In my opinion, no penalty is attracted in given facts. There are no dues in assessment order as there is refund. Therefore no penalty can be quantified.

The position is also well settled by judgment of Hon. Gujarat High Court in case of
State of Gujarat v. Jay Steel and Tubes Traders (2015) 80 VST 530 (Guj.). Hon. Gujarat High Court has held that when on facts it is found that there is excess availability of input-tax credit as against the assessed additional tax, there was no intention on part of the assessee to avoid payment of taxes. Hence, there can be no imposition of penalty also. The above judgment is reaffirmed by the Hon’ble Gujarata High Court in the
State of Guajarat v. Kin Tech Synergy Pvt. Ltd. (2015) 81 VST 91 (Guj.).

Otherwise also there cannot be concealment to evade tax. There is refund therefore Government is not out of pocket. The disallowance of set-off is due to development subsequent to purchases. Reference can also be made to very land mark judgment of Hon. Supreme Court in case of
Hindustan Steel Ltd. (25 STC 211)(SC), in which Hon. Supreme Court has observed as under about levy of penalty.

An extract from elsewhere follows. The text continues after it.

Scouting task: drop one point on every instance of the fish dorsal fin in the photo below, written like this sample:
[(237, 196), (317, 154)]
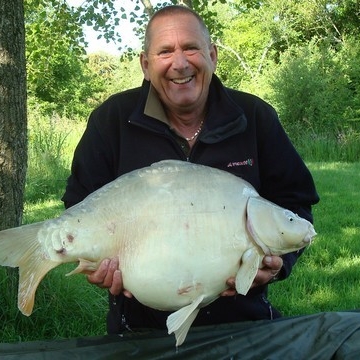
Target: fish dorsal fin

“Under the Act penalty may be imposed for failure to register as a dealer: section 9(1) r/w section 25(1)(a) of the Act. But the liability to pay penalty does not arise merely upon proof of default in registering as a dealer. An order imposing penalty for failure to carry out a statutory obligation is the result of a quasi-criminal proceeding, and penalty will not ordinarily be imposed unless the party obliged either acted deliberately in defiance of law or was guilty of conduct contumacious or dishonest, or acted in conscious disregard of its obligation. Penalty will not also be imposed merely because it is lawful to do so. Whether penalty should be imposed for failure to perform a statutory obligation is a matter of discretion of the authority to be exercised judicially and on a consideration of all the relevant circumstances. Even if a minimum penalty is prescribed, the authority competent to impose the penalty will be justified in refusing to impose penalty, when there is a technical or venial breach of the provisions of the Act or where the breach flows from a bona fide belief that the offender is not liable to the Act in the manner prescribed by the statute. Those in charge of the affairs of the company in failing to register the company as a dealer acted in the honest and genuine belief that the company was not a dealer. Granting that they erred, no case for imposing penalty was made out.”

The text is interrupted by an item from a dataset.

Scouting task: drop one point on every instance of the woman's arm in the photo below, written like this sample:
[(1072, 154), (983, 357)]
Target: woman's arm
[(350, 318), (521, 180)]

Looking to all above aspects no penalty can be justified on given facts.

Issue of Form H


A dealer (A) has export order, therefore it is intended to purchase for its supplier (B) against Form ‘H’. The supplier wants to purchase said goods from his supplier (C) and wants to issue him Form ‘H’. Whether it will be as per law?

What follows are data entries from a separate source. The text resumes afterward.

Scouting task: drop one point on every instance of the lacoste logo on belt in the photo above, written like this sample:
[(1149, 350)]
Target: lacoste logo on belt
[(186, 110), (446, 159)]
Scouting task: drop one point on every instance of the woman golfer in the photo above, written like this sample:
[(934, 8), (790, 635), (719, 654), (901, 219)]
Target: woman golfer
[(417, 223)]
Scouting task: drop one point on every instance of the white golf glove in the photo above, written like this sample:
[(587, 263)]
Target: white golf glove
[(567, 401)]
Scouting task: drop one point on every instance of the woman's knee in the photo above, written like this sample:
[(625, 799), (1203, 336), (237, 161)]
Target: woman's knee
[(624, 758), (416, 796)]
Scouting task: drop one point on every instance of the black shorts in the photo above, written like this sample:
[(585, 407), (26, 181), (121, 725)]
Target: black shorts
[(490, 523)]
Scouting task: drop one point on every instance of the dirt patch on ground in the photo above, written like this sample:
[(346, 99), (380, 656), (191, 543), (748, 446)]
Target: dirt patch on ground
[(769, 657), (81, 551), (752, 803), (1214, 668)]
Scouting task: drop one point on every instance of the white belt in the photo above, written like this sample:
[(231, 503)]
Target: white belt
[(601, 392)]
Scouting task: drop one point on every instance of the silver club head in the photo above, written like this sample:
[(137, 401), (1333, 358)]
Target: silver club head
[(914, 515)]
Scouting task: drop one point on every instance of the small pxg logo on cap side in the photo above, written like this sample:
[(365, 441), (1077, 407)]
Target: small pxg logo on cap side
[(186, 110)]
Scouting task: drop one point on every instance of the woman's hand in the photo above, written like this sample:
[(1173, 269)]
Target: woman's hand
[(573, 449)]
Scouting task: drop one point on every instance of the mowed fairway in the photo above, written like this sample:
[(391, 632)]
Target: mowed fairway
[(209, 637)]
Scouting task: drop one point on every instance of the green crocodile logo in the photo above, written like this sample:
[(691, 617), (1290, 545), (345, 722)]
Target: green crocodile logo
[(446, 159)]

Reply: The issue of ‘H’ form is governed by section 5(3) of CST Act. Section 5(3) reads as under:

“S. 5. When is a sale or purchase of goods said to take place in the course of import or export.

(3) Notwithstanding anything contained in sub-section (1), the last sale or purchase of any goods preceding the sale or purchase occasioning the export of those goods out of the territory of India shall also be deemed to be in the course of such export, if such last sale or purchase took place after, and was for the purpose of complying with, the agreement or order for or in relation to such export.”

Thus, it is a facility given by law makers to effect one prior transaction before export against ‘H’ form, so that the export purchase dealer will not be liable to pay tax and therein to claim refund. Such prior transaction will be considered as export sale. From language of section 5(3), it is clear that it covered the very one transaction prior to export. Therefore such Form ‘H’ facility cannot be extended further. In given case, B cannot issue ‘H’ form to C. Only A can issue ‘H’ form to B.

The world is the great gymnasium where we come to make ourselves strong.